И прах наш, с строгостью судьи и гражданина,
Потомок оскорбит презрительным стихом,
Насмешкой горькою обманутого сына
Над промотавшимся отцом.
Вдохновенная поэтическая форма этого монолога заслоняет от нас то, насколько тяжелым и невыносимым было чувство, породившее его. Россия, жадно припавшая в XVIII столетии к западной культуре, опившаяся ее медвяной влагой, мучительно извергала ее из себя в начале XIX века. После этого ей стало немного легче - как это всегда бывает в таких случаях - и она смогла заново возводить здание своей культуры, уже после Пушкина, Лермонтова и Чаадаева, учитывая их опыт и опираясь на их достижения. Но самим деятелям культуры того поколения пришлось сполна расплатиться за культурный долг тогдашней России перед Западом.

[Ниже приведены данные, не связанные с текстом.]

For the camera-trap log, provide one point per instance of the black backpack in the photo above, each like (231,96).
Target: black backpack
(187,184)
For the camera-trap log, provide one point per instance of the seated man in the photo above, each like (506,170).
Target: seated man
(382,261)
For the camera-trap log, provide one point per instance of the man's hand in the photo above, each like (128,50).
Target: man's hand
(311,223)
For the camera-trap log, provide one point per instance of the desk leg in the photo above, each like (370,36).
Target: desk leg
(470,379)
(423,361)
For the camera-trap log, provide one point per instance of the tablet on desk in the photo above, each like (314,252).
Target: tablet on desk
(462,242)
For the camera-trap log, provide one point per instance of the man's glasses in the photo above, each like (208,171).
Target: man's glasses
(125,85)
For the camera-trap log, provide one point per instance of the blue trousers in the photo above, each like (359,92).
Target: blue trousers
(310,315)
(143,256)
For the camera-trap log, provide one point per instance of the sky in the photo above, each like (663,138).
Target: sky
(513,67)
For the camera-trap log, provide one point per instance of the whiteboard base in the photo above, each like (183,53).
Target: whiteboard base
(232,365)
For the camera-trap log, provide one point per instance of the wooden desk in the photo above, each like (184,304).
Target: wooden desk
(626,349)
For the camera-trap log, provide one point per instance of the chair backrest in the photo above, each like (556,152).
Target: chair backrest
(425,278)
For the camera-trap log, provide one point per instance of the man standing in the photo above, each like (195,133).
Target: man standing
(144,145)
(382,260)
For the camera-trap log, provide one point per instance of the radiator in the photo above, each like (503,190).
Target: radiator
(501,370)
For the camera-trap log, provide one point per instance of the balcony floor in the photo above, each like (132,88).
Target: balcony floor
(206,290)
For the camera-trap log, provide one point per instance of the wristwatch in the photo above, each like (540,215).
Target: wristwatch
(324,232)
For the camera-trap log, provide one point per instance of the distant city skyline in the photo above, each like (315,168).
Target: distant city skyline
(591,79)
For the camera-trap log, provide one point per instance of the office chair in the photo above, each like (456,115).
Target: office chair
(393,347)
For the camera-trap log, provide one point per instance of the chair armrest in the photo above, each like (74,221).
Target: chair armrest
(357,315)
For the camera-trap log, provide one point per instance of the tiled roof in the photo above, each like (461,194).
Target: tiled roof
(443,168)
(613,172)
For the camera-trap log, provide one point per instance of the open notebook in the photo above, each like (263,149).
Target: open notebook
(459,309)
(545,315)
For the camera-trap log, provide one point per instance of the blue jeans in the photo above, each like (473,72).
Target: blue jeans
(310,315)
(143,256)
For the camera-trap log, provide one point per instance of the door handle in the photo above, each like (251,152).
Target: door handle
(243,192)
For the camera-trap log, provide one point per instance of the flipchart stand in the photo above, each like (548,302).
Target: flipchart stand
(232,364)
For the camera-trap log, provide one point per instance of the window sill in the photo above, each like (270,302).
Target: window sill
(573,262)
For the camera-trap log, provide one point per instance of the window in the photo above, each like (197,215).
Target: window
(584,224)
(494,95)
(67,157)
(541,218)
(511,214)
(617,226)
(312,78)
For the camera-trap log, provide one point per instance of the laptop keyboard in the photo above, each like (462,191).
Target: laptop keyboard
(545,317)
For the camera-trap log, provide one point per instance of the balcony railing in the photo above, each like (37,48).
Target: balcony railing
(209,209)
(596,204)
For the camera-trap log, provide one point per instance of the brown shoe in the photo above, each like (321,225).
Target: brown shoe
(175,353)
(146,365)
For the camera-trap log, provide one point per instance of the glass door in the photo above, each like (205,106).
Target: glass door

Незадолго до смерти Лермонтов пишет стихотворение "Листок", в котором он сводит воедино мотивы Востока и Запада и подводит итоги своего существования в этом силовом культурном пространстве. Автобиографический мотив изгнанничества, переданный в излюбленной Лермонтовым аллегорической форме, превращается здесь в бегство от "отчизны суровой". Удивительно, что бегство это происходит на Восток, а не Запад:
Дубовый листок оторвался от ветки родимой
И в степь укатился, жестокою бурей гонимый;
Засох и увял он от холода, зноя и горя
И вот, наконец, докатился до Черного моря.
У Черного моря чинара стоит молодая;
С ней шепчется ветер, зеленые ветви лаская;
На ветвях зеленых качаются райские птицы;
Поют они песни про славу морской царь-девицы.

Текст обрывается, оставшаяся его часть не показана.